There are some limitations of this study that should be noted when interpreting the results. First, while the most important indicator for choosing a particular dialysis adequacy index for clinical application should be its association with patient mortality and morbidity, we did not investigate the clinical outcome of the patients. However, a cross-sectional study like the current one can be helpful in assessment of the implications and usefulness of different indices. Second, the number of patients was limited; however, each patient was investigated four times with different daily fluid schedules and therefore the results are less dependent on the choice of a particular schedule. It is worth noting that the statistical method applied in this study (multivariate linear regression with fluid schedule as one of the confounding factors) uses the information from different collections separately. Third, the results, based on the concomitant analyses of several different features, may appear to be equivocal and therefore difficult to interpret; however, our study demonstrates the complex nature of the many interconnected relationships when assessing dialysis adequacy.
One may ask whether KT/V index with such pronounced differences between patients with different body size should be used for the prescription of PD dose. A one-size-fits-all approach may lead to unwarranted systematic health care effects in the form of inadequate dialysis regimens in certain groups of the population. However, it should be noted that other dose indicators, such as KT, have not yet been sufficiently explored.

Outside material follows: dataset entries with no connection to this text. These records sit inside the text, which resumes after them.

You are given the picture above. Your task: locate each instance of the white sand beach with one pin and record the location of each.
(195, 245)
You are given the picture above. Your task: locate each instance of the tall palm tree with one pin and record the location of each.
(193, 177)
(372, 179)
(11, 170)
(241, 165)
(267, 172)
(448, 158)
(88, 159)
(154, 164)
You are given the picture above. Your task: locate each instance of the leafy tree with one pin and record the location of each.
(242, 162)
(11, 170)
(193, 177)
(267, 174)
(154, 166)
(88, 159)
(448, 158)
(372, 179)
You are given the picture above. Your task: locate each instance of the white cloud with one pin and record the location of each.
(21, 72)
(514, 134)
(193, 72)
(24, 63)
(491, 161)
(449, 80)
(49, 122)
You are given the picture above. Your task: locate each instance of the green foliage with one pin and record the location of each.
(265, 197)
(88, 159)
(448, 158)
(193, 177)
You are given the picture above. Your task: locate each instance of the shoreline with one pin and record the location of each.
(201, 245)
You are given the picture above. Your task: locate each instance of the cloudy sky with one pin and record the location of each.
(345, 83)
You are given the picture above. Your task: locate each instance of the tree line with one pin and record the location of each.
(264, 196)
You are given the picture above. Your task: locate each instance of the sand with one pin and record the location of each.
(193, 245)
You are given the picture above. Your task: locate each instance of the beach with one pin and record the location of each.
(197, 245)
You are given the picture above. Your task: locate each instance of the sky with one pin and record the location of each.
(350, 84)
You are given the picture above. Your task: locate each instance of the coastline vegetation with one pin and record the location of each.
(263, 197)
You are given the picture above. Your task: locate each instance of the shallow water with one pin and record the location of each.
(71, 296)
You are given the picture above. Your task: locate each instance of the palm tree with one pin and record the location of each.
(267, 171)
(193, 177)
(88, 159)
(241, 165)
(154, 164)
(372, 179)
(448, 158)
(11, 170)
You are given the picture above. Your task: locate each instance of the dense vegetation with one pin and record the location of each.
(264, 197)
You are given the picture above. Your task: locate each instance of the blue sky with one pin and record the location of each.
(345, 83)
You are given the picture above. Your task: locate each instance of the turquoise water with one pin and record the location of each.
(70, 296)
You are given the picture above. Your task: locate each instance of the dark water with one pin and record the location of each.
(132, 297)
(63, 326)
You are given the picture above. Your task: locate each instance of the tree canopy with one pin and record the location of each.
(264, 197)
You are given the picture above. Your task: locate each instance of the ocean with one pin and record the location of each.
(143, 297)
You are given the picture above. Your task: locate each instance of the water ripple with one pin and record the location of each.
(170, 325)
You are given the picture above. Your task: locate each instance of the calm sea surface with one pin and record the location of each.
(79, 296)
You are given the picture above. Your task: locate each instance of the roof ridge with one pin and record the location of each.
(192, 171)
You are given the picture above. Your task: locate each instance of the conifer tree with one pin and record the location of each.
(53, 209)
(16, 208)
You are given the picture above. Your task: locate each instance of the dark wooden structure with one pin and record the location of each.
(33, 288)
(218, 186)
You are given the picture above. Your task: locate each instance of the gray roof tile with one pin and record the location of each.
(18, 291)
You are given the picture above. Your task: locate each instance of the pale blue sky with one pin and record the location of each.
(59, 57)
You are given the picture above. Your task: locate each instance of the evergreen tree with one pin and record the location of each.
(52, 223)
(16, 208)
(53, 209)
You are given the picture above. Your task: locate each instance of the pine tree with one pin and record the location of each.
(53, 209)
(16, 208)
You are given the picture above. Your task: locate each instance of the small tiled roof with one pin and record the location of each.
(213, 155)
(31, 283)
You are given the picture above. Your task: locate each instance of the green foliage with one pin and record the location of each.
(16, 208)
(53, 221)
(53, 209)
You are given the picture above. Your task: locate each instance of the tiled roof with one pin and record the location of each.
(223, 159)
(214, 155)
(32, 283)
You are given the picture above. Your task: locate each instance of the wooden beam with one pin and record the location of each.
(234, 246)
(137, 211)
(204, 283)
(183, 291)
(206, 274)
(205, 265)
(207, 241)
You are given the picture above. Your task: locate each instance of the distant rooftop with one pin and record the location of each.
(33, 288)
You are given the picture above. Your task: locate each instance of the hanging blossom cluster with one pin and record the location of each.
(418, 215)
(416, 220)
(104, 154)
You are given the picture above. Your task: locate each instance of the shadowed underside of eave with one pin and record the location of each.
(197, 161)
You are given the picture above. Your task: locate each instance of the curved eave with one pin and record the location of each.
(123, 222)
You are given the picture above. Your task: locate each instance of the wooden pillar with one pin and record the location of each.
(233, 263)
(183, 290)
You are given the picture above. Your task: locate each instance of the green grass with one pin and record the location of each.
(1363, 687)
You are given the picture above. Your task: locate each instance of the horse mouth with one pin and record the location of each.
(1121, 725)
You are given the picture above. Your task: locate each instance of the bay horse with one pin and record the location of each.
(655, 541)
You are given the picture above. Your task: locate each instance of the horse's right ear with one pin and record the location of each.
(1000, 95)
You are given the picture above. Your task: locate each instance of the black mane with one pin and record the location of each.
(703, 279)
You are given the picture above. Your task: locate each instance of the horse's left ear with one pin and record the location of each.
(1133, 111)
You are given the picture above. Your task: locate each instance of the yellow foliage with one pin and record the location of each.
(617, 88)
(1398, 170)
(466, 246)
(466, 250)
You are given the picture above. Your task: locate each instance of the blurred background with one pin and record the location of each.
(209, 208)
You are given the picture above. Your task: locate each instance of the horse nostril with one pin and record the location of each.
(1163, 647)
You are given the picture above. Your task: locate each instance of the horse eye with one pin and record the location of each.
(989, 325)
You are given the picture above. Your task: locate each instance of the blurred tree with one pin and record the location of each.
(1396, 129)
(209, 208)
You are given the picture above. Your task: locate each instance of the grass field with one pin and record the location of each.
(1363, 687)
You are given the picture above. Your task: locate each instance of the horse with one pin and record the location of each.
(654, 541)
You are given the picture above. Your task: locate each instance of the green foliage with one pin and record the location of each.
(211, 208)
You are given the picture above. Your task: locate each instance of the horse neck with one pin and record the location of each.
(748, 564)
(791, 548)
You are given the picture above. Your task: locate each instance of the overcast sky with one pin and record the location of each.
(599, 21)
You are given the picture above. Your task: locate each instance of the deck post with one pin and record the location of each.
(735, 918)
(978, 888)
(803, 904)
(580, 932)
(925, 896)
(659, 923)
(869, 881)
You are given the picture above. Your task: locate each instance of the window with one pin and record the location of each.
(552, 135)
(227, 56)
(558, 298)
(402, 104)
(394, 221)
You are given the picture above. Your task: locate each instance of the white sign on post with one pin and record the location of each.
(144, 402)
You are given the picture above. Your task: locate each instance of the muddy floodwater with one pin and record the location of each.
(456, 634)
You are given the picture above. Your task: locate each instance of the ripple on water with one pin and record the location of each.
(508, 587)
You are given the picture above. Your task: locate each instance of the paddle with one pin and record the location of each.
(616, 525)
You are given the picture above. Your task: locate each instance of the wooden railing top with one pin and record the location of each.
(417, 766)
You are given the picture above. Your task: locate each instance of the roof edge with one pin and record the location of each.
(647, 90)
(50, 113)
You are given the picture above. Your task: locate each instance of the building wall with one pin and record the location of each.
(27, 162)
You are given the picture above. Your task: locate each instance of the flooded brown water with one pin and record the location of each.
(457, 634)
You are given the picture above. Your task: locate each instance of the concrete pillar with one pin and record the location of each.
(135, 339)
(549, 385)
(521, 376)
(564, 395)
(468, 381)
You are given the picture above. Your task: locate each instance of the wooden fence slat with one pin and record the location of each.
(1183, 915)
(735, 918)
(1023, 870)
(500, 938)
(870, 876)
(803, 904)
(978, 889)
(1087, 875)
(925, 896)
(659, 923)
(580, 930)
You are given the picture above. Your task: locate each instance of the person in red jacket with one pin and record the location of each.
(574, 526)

In summary, we could demonstrate that in 99 continuous ambulatory PD patients receiving the same dialysis schedule during the day (glucose 1.36% solution x 3) and four different dialysis fluids (glucose 1.36%, 2,27% and 3.86%, and icodextrin) during the night, the dialysis dose (expressed as dialysis adequacy indices KT/V and clearance) is influenced strongly by body size-and-composition, and therefore these dialysis indices differ between men and women. Furthermore, we found that an alternative index, KT, is less influenced by body size-and-composition, and therefore should be considered as a potential auxiliary index in PD alongside KT/V or normalized clearance; however, further studies are needed to evaluate the mortality predictive role of KT.
Disclosures
Bengt Lindholm is employed by Baxter Healthcare Corporation. Baxter Novum is the result of a grant from Baxter Healthcare Corporation to Karolinska Institutet.
Acknowledgments
We thank all patients who participated in the study.